According to the Arlington, Virginia police department, the 41-year-old chief drunkenly “approached a female victim in a parking lot and grabbed her breasts and buttocks.” The report says that the woman tried to fight him off when he tried to touch her again and alerted the police. A mugshot released by the police department shows Krusinski with a scratched face as a result of the altercation. He was held on a $5,000 unsecured bond.
As of Monday, Krusinski was stripped of his title, Air Force spokesman Maj. Eric Badger said.
“If these allegations are true, this is one more example on a long list of how fundamentally broken the military justice system and culture are,” Nancy Parrish, the president of Protect Our Defenders, an advocacy group for the survivors of military sexual assault, told Wired. “The idea that the head of the Air Force’s Sexual Assault Prevention and Response Office could be arrested for sexual assault indicates the depth of the problem. It’s outrageous.”

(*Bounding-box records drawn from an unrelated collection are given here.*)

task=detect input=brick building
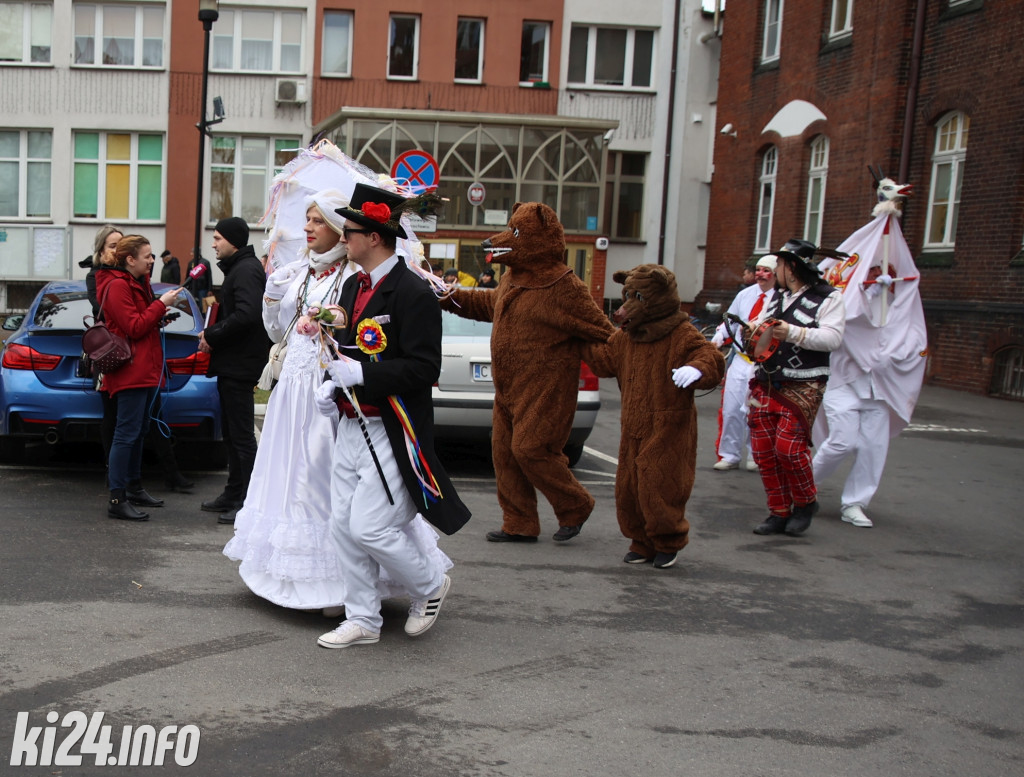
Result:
[698,0,1024,398]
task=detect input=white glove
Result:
[327,359,362,386]
[263,262,305,300]
[313,381,338,418]
[672,364,703,388]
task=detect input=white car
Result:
[433,312,601,467]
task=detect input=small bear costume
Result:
[441,203,614,542]
[583,264,725,561]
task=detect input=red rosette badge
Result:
[355,318,387,356]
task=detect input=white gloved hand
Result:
[327,359,362,387]
[672,364,703,388]
[313,381,338,418]
[263,262,305,300]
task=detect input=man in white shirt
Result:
[748,240,846,536]
[712,254,776,472]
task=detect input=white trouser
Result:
[331,417,444,632]
[718,353,754,462]
[813,386,889,508]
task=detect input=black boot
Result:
[106,488,150,521]
[125,480,164,507]
[785,500,818,536]
[166,470,196,493]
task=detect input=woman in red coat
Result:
[96,234,181,521]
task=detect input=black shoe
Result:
[106,488,150,521]
[754,515,790,534]
[166,472,196,493]
[200,494,242,513]
[125,485,164,507]
[623,551,653,564]
[785,501,818,536]
[487,529,537,543]
[551,526,583,543]
[654,553,676,569]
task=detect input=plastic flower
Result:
[362,203,391,224]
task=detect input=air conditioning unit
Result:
[273,78,306,103]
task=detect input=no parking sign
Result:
[391,149,440,195]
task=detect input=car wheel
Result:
[562,442,583,467]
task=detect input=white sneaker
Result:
[843,505,874,527]
[406,574,452,637]
[316,620,381,648]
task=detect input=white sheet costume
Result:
[224,184,452,609]
[813,210,928,526]
[712,284,775,465]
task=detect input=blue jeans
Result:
[108,386,159,491]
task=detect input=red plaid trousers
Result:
[746,384,818,518]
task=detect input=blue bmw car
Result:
[0,280,221,458]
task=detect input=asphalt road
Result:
[0,381,1024,777]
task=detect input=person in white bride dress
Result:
[224,189,452,616]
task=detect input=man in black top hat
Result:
[200,216,270,523]
[746,240,846,535]
[317,184,469,648]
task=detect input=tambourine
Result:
[743,318,782,363]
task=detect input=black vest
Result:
[758,284,836,381]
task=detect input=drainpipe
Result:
[897,0,928,181]
[657,0,683,264]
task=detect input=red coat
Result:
[96,267,167,396]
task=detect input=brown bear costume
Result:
[441,203,614,542]
[584,264,725,566]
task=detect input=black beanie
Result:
[214,216,249,248]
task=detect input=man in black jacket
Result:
[200,216,270,523]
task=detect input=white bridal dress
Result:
[224,247,452,609]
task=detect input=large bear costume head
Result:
[611,264,689,343]
[483,203,571,288]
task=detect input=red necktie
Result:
[748,292,768,323]
[352,272,374,323]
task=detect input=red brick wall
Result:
[698,0,1024,392]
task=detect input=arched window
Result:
[804,135,828,246]
[754,145,778,253]
[925,112,971,249]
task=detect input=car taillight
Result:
[3,343,60,373]
[580,361,601,391]
[167,351,210,375]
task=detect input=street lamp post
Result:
[193,0,223,276]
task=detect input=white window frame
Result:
[72,130,167,224]
[210,6,301,76]
[519,18,551,86]
[0,2,53,67]
[207,133,302,224]
[804,135,829,246]
[321,10,354,78]
[761,0,783,62]
[754,145,778,254]
[565,25,657,92]
[924,111,971,250]
[455,16,487,84]
[387,13,420,81]
[0,127,53,221]
[72,2,168,71]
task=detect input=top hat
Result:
[334,183,409,239]
[775,238,821,275]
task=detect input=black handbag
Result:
[82,287,131,375]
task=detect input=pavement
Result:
[0,381,1024,777]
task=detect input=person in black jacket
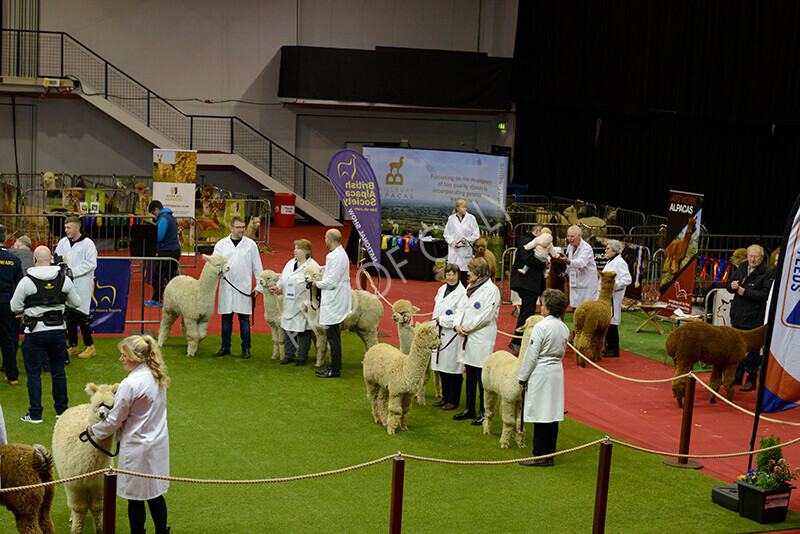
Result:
[508,224,547,353]
[726,245,775,391]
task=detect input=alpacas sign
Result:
[328,149,381,265]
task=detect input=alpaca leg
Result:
[400,393,414,430]
[386,394,403,434]
[433,371,442,399]
[514,401,525,449]
[500,400,516,449]
[483,387,497,436]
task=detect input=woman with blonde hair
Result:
[87,336,170,534]
[444,198,481,287]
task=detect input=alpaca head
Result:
[303,265,322,284]
[392,299,419,325]
[258,269,281,295]
[413,321,440,351]
[203,254,231,278]
[84,382,119,421]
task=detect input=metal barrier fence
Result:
[0,30,342,219]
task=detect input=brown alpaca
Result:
[473,237,497,280]
[666,322,767,408]
[364,321,439,434]
[664,217,697,274]
[392,299,442,406]
[481,315,544,449]
[573,272,617,367]
[0,443,56,534]
[544,256,569,302]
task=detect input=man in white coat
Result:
[566,225,600,309]
[214,217,263,359]
[55,216,97,363]
[312,228,353,378]
[444,198,481,287]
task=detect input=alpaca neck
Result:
[740,325,767,352]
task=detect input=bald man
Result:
[313,228,353,378]
[11,246,81,423]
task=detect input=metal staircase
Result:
[0,30,341,226]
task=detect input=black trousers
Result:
[464,365,483,414]
[325,324,342,371]
[439,372,464,406]
[533,421,558,456]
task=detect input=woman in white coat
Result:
[453,258,500,426]
[87,336,169,534]
[270,239,317,366]
[518,289,569,467]
[444,198,481,287]
[598,239,633,358]
[431,263,467,410]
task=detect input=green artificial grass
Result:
[0,332,800,534]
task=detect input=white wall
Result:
[0,0,517,191]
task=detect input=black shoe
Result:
[453,410,475,421]
[316,367,340,378]
[519,458,553,467]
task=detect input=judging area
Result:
[0,220,800,533]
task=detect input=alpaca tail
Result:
[32,443,53,482]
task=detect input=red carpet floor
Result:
[123,225,800,520]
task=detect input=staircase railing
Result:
[0,29,343,220]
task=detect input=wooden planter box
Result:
[736,480,794,523]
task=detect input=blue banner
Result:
[89,258,131,334]
[328,149,381,265]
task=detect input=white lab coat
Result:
[214,236,264,315]
[453,280,500,368]
[444,213,481,271]
[518,315,569,423]
[431,282,466,374]
[92,363,169,501]
[567,239,600,308]
[276,258,317,332]
[317,245,353,326]
[595,254,633,325]
[56,237,97,313]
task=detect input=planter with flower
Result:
[736,436,800,523]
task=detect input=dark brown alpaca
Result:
[666,322,767,407]
[664,217,697,274]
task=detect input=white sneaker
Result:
[19,413,42,425]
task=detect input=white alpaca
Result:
[303,265,383,367]
[392,299,442,406]
[258,269,284,360]
[53,382,119,534]
[481,315,544,449]
[364,321,439,434]
[158,254,231,357]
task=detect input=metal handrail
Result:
[0,29,344,220]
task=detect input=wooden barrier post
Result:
[664,376,703,469]
[103,473,117,534]
[389,456,406,534]
[592,441,612,534]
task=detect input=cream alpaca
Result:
[258,269,284,360]
[364,322,439,434]
[53,383,119,534]
[303,265,383,367]
[158,254,230,357]
[573,272,617,367]
[481,315,544,449]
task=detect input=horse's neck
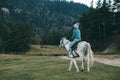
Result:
[65,40,71,51]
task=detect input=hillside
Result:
[0,0,88,31]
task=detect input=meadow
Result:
[0,46,120,80]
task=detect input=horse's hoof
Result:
[81,69,84,72]
[67,70,71,72]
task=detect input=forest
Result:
[0,0,120,52]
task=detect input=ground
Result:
[60,55,120,67]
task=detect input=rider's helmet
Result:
[73,23,80,29]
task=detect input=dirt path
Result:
[60,55,120,67]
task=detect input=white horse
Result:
[59,38,94,72]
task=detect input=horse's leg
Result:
[80,54,84,71]
[72,59,79,72]
[68,59,73,71]
[87,53,90,72]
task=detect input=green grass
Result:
[0,54,120,80]
[26,45,68,56]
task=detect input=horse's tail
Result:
[88,43,94,66]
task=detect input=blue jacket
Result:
[72,28,81,40]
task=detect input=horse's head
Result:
[59,37,66,48]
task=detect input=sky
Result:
[68,0,98,7]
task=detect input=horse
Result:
[59,37,94,72]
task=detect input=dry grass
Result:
[26,45,67,55]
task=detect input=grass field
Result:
[0,45,120,80]
[0,54,120,80]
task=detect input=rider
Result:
[69,23,81,57]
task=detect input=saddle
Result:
[72,40,81,58]
[72,40,82,50]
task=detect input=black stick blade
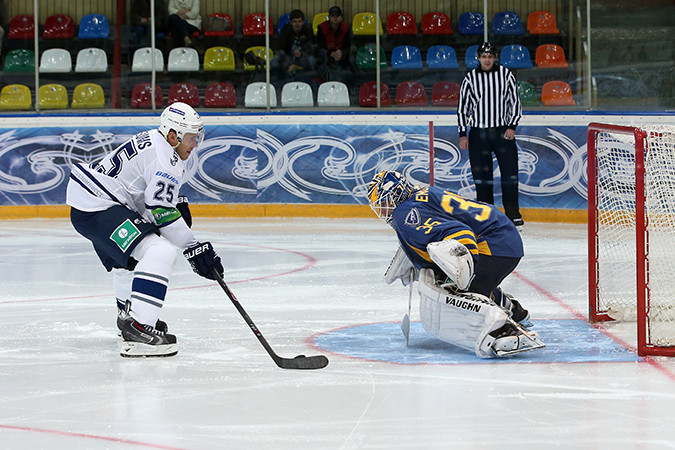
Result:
[274,355,328,370]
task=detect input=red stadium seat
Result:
[7,14,35,39]
[431,81,459,106]
[204,13,234,37]
[534,44,568,68]
[167,83,199,108]
[387,12,417,35]
[130,83,163,109]
[243,13,274,36]
[42,14,75,39]
[359,81,391,107]
[204,83,237,108]
[541,81,576,106]
[422,11,452,35]
[396,81,429,107]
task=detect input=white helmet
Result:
[159,102,204,145]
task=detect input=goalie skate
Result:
[490,319,546,358]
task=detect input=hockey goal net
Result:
[588,123,675,356]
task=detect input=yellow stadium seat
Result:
[38,84,68,109]
[204,47,234,72]
[244,46,274,70]
[352,12,382,36]
[70,83,105,109]
[0,84,32,109]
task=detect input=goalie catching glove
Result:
[183,242,225,280]
[427,239,473,291]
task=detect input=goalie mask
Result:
[368,170,413,223]
[159,102,204,146]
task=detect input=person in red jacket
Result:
[316,6,352,76]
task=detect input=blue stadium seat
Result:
[391,45,422,69]
[499,44,532,69]
[458,12,484,35]
[427,45,459,69]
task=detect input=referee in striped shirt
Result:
[457,42,523,230]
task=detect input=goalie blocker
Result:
[418,269,545,358]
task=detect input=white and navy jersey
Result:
[457,64,523,136]
[66,130,196,248]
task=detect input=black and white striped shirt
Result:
[457,64,523,136]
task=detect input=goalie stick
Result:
[213,269,328,369]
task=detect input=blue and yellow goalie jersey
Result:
[392,186,523,269]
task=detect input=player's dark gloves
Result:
[183,242,225,280]
[176,195,192,228]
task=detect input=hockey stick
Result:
[401,268,415,347]
[213,269,328,369]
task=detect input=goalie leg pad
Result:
[418,269,544,358]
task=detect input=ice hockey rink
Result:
[0,218,675,449]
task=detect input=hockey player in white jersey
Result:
[66,102,223,357]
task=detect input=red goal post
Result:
[587,123,675,356]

Krusinski attended the U.S. Air Force Academy and has served in Afghanistan, as well as the deputy expeditionary mission support group commander at Joint Base Balad in Iraq, reports Stars and Stripes. He was also commander of the 6th Force Support Squadron at MacDill Air Force Base in Tampa, Florida.
The incident coincidentally happened just days before the Pentagon is scheduled to release updated numbers of the rise of sexual assaults in the military. The number of reported sexual assaults increased by six percent, from 3,192 in 2011 to 3,374 in 2012.